Guns and Politics

In the days following the March shootings at schools in California and Pennsylvania, “the new reality of gun-control politics became starkly clear,” The New York Times reported. “Unlike in 1999, when Democrats reacted almost immediately to the massacre at Columbine High School in Colorado with demands for tough new gun restrictions, there were few calls to action.”
  Last November, Colorado and Oregon passed measures requiring background checks at gun shows, despite opposition from the National Rifle Association. At the national level, though, it’s a different story. A March segment on National Public Radio declared gun control an issue that’s gone into “hibernation.” There may be nothing new about kids killing each other with guns, as the NPR story put it, but there is something new about the response. “Silence from Democrats is a sea change.”

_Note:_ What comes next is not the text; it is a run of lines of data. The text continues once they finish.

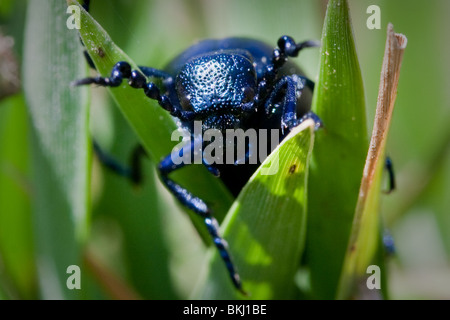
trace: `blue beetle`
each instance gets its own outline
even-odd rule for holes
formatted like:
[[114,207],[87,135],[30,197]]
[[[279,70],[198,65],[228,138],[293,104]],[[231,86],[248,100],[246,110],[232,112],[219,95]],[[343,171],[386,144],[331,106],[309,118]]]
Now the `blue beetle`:
[[[227,129],[276,129],[281,133],[281,141],[290,129],[306,118],[312,118],[316,127],[321,125],[320,119],[309,111],[309,102],[304,102],[301,97],[305,88],[309,88],[309,94],[312,92],[314,83],[288,61],[288,57],[297,57],[300,50],[316,47],[318,43],[296,43],[293,38],[282,36],[277,45],[274,49],[248,38],[203,40],[182,52],[163,70],[144,66],[132,70],[128,62],[120,61],[109,77],[84,78],[75,84],[117,87],[125,79],[131,87],[142,89],[148,98],[156,100],[191,132],[194,121],[202,121],[203,132],[208,129],[221,132]],[[194,153],[198,139],[192,137],[188,142],[188,152]],[[200,144],[204,148],[207,142],[200,141]],[[94,147],[101,160],[123,173],[97,145]],[[142,154],[141,149],[133,157],[133,163],[136,164],[136,158]],[[247,152],[246,158],[248,155]],[[245,165],[237,165],[237,162],[231,165],[203,164],[214,175],[220,174],[225,185],[237,195],[263,160]],[[183,166],[184,163],[175,164],[168,155],[159,164],[160,178],[183,205],[204,219],[234,286],[245,293],[228,245],[220,236],[218,223],[207,204],[169,178],[171,172]],[[132,180],[140,180],[136,168],[129,176]]]

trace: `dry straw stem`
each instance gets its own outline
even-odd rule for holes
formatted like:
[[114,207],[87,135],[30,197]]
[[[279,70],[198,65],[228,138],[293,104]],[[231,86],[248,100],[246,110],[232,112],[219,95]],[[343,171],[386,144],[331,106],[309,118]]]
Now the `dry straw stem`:
[[[364,176],[358,204],[362,202],[368,186],[373,181],[377,163],[384,150],[386,137],[389,131],[395,98],[397,97],[398,78],[406,48],[407,39],[404,35],[395,33],[391,23],[388,24],[386,49],[381,69],[380,88],[378,90],[377,110],[370,141],[369,153],[364,167]],[[381,159],[384,161],[384,159]]]
[[397,96],[400,67],[406,44],[406,37],[395,33],[392,24],[388,24],[374,127],[344,261],[340,294],[338,295],[340,298],[347,298],[346,294],[351,291],[352,284],[354,285],[354,281],[357,279],[358,259],[361,259],[360,250],[362,242],[364,242],[361,240],[364,236],[361,229],[365,228],[363,221],[376,221],[373,219],[374,217],[369,218],[368,215],[378,215],[377,210],[369,208],[368,205],[373,204],[373,200],[377,197],[375,193],[379,193],[379,190],[374,188],[377,187],[378,175],[381,174],[384,167],[384,149]]

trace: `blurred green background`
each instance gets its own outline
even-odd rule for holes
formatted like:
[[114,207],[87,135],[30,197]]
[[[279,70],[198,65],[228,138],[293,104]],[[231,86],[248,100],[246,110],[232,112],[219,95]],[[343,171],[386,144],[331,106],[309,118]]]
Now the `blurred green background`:
[[[59,24],[51,26],[56,29],[44,26],[41,32],[67,33],[73,45],[66,52],[73,59],[59,59],[59,53],[40,57],[31,51],[46,45],[39,36],[30,40],[33,31],[27,30],[33,19],[45,20],[30,10],[31,3],[39,6],[38,2],[0,1],[0,298],[189,297],[206,248],[192,223],[153,179],[149,163],[145,165],[148,183],[140,190],[103,170],[96,160],[91,165],[89,153],[74,152],[74,156],[85,167],[92,166],[91,177],[80,178],[73,172],[65,177],[67,184],[59,186],[47,174],[46,168],[59,164],[46,162],[46,155],[40,154],[49,146],[39,144],[34,133],[38,124],[30,120],[30,112],[39,111],[40,101],[29,94],[25,98],[23,84],[34,92],[45,79],[68,85],[88,71],[76,31],[66,27],[65,4]],[[367,7],[373,4],[381,9],[380,30],[369,30],[366,25]],[[383,222],[396,243],[396,254],[388,265],[390,297],[448,299],[450,3],[349,0],[349,5],[369,130],[388,22],[408,38],[387,147],[394,161],[397,190],[383,196],[381,205]],[[92,0],[91,13],[134,61],[162,68],[184,48],[206,37],[249,36],[274,45],[282,34],[297,41],[320,39],[325,8],[326,1],[314,0]],[[55,69],[62,70],[58,75],[52,70],[33,74],[33,64],[39,59],[50,59],[55,65],[66,61],[68,70],[63,66]],[[317,76],[318,59],[314,50],[302,52],[298,59],[312,79]],[[85,106],[87,93],[80,92],[69,94],[79,94],[80,105]],[[91,96],[93,135],[105,149],[127,161],[137,139],[104,90],[93,89]],[[57,115],[44,116],[57,121]],[[76,142],[88,143],[86,128],[70,125],[83,131]],[[64,165],[56,171],[64,172]],[[86,172],[85,167],[78,173]],[[72,187],[74,198],[62,200],[61,189]],[[53,195],[55,201],[43,203],[43,193]],[[78,207],[74,209],[73,203]],[[67,206],[73,212],[68,209],[69,214],[53,216],[48,214],[52,206]],[[49,239],[53,242],[47,243]],[[67,290],[61,282],[69,275],[65,268],[54,267],[67,265],[67,261],[77,265],[83,261],[81,269],[87,270],[82,276],[83,290]]]

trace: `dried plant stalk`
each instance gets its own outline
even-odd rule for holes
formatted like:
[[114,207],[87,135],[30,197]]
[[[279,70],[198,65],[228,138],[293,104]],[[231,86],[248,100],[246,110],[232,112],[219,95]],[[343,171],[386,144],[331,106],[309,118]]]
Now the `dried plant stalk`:
[[[400,67],[406,44],[406,37],[402,34],[395,33],[392,24],[388,24],[372,137],[364,166],[352,232],[340,279],[338,298],[341,299],[349,298],[351,292],[357,288],[358,276],[362,272],[359,269],[361,265],[366,265],[367,267],[367,264],[370,262],[368,261],[370,254],[362,252],[363,249],[369,249],[362,247],[363,245],[367,246],[370,240],[374,240],[369,239],[370,237],[376,237],[376,233],[373,231],[378,232],[376,225],[369,225],[370,222],[378,221],[378,210],[372,208],[371,205],[378,202],[378,194],[380,192],[378,188],[379,177],[384,167],[386,138],[397,97]],[[359,296],[360,293],[357,295]]]

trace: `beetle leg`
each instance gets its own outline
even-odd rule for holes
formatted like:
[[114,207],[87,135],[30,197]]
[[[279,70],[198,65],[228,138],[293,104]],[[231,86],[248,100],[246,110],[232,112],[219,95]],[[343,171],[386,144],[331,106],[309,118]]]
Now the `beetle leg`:
[[168,96],[161,94],[156,84],[147,82],[147,78],[140,71],[132,70],[130,64],[126,61],[116,63],[109,77],[84,78],[75,81],[73,84],[76,86],[97,84],[102,87],[118,87],[124,79],[128,79],[128,84],[132,88],[143,89],[147,97],[158,101],[159,105],[169,111],[172,116],[182,121],[194,120],[195,113],[193,111],[185,111],[179,106],[173,105]]
[[[192,141],[186,142],[186,145],[180,150],[178,156],[183,157],[183,152],[189,152],[191,159],[194,157],[195,149],[197,148],[197,144],[202,143],[201,139],[192,139]],[[205,166],[211,167],[210,165],[203,162]],[[177,164],[173,161],[172,154],[165,157],[159,164],[159,173],[161,176],[161,181],[164,185],[169,189],[169,191],[183,204],[185,207],[194,211],[196,214],[203,218],[203,221],[208,229],[208,232],[213,240],[214,245],[219,250],[219,254],[222,260],[225,263],[225,266],[228,270],[230,278],[234,284],[234,286],[240,290],[242,293],[242,284],[239,277],[239,274],[236,271],[236,268],[231,260],[231,255],[228,251],[227,242],[220,236],[219,234],[219,224],[217,220],[211,215],[211,212],[207,206],[207,204],[200,198],[193,195],[191,192],[171,180],[168,175],[187,165],[184,161],[181,161]],[[209,169],[209,168],[208,168]],[[217,169],[209,169],[211,172],[217,172]]]
[[395,190],[396,183],[395,183],[395,173],[394,173],[394,166],[392,164],[392,160],[390,157],[386,157],[385,160],[385,168],[389,175],[389,189],[384,191],[384,193],[389,194],[392,191]]

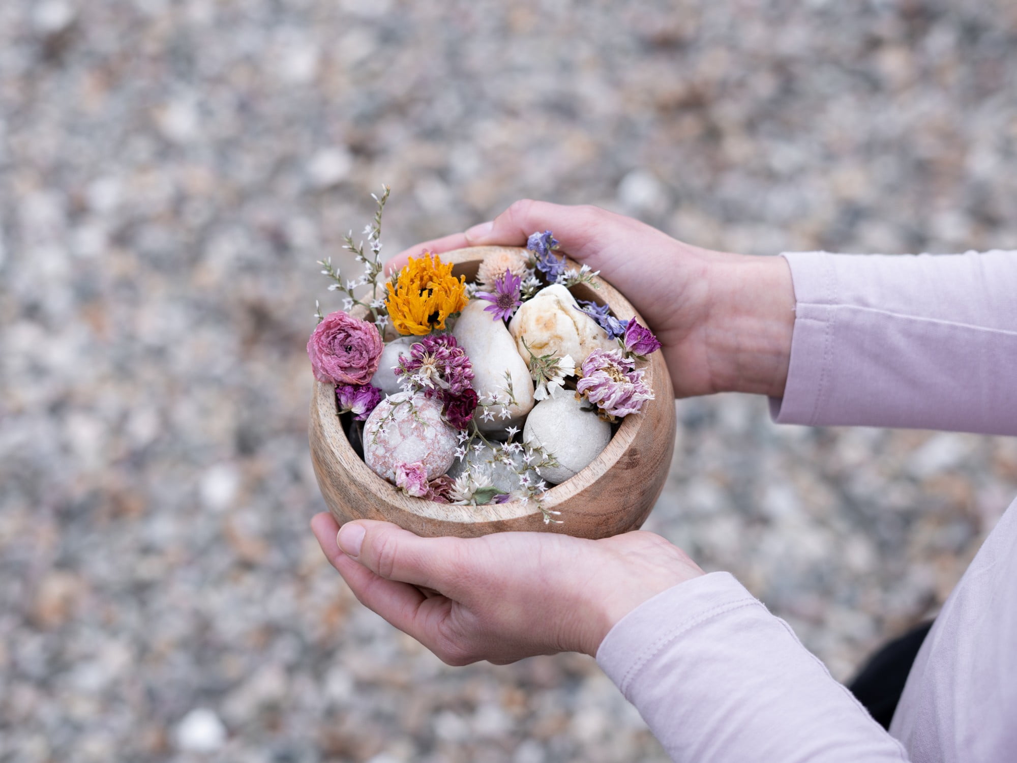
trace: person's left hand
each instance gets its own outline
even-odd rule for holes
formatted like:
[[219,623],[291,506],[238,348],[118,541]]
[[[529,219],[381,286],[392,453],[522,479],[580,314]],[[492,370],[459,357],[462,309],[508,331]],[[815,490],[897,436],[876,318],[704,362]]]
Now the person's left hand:
[[621,618],[703,575],[650,532],[603,540],[502,532],[421,538],[388,522],[311,520],[321,550],[356,597],[444,662],[495,664],[535,654],[595,656]]

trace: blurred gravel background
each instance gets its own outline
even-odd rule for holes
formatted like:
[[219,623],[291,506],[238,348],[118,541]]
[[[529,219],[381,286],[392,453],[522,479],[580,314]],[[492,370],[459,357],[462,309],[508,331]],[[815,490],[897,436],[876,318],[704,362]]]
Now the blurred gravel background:
[[[1017,246],[1006,0],[0,3],[0,761],[662,761],[586,657],[450,668],[307,530],[314,260],[521,196],[689,241]],[[636,255],[634,253],[634,255]],[[678,404],[649,527],[840,679],[935,612],[1017,443]]]

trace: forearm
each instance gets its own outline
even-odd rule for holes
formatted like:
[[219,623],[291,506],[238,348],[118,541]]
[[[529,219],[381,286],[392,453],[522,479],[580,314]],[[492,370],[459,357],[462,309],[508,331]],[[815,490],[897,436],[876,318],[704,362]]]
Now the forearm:
[[876,763],[901,746],[730,575],[647,601],[597,661],[674,760]]
[[1017,434],[1017,252],[785,256],[778,421]]

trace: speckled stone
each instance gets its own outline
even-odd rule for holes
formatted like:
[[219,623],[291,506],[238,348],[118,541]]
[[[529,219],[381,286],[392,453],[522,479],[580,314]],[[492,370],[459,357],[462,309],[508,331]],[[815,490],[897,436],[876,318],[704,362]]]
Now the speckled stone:
[[559,466],[541,468],[541,476],[559,484],[593,461],[611,439],[611,425],[562,390],[541,400],[526,417],[523,442],[542,445]]
[[423,462],[428,479],[444,474],[458,443],[457,430],[441,418],[441,404],[423,395],[386,397],[364,424],[364,461],[393,483],[401,463]]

  Why has gun control disappeared as a political issue? According to Michael Munger, Duke professor and chair of political science, “it has different salience for supporters and opponents.” Says Munger: “Supporters of gun control see it as one of many issues. They don’t vote solely, or even primarily, based on a candidate’s gun-control position. That’s not true for opponents. For people who are against gun control, it is a litmus test. If a candidate favors gun control, such voters will vote against that candidate, even if they know little about the opponent.”
  Munger says Al Gore lost several states—“at least arguably including West Virginia, Tennessee, and Arkansas”—because of his strong stand in favor of gun control. Even relatively modest calls for trigger locks and gun-show background checks tend to alienate many white, rural, and male voters across the South and Midwest. “For Democrats, gun control just confirms support. For Republicans and independents, gun control creates support, bringing people to the polls who might otherwise stay home.”
  Democrats have gotten the message, says Munger. Their new strategy of “hear no, see no, speak no gun control” will position them, in his view, to take over the Senate in 2002. The Democrats have to be able to run candidates in the Republican-controlled states, and to hold the Democratic-controlled states. Munger says four of the Democratic seats that have to be held, and eleven of the Republican seats that have to be taken, are in firmly anti-gun-control states. 
  So gun control is being sacrificed for political gain—and the Democrats will thereby gain the Senate majority, he predicts. “The Republicans are really, really vulnerable, because just by accident of Senate election classes, more of their incumbents (twenty versus thirteen) are up for reelection.”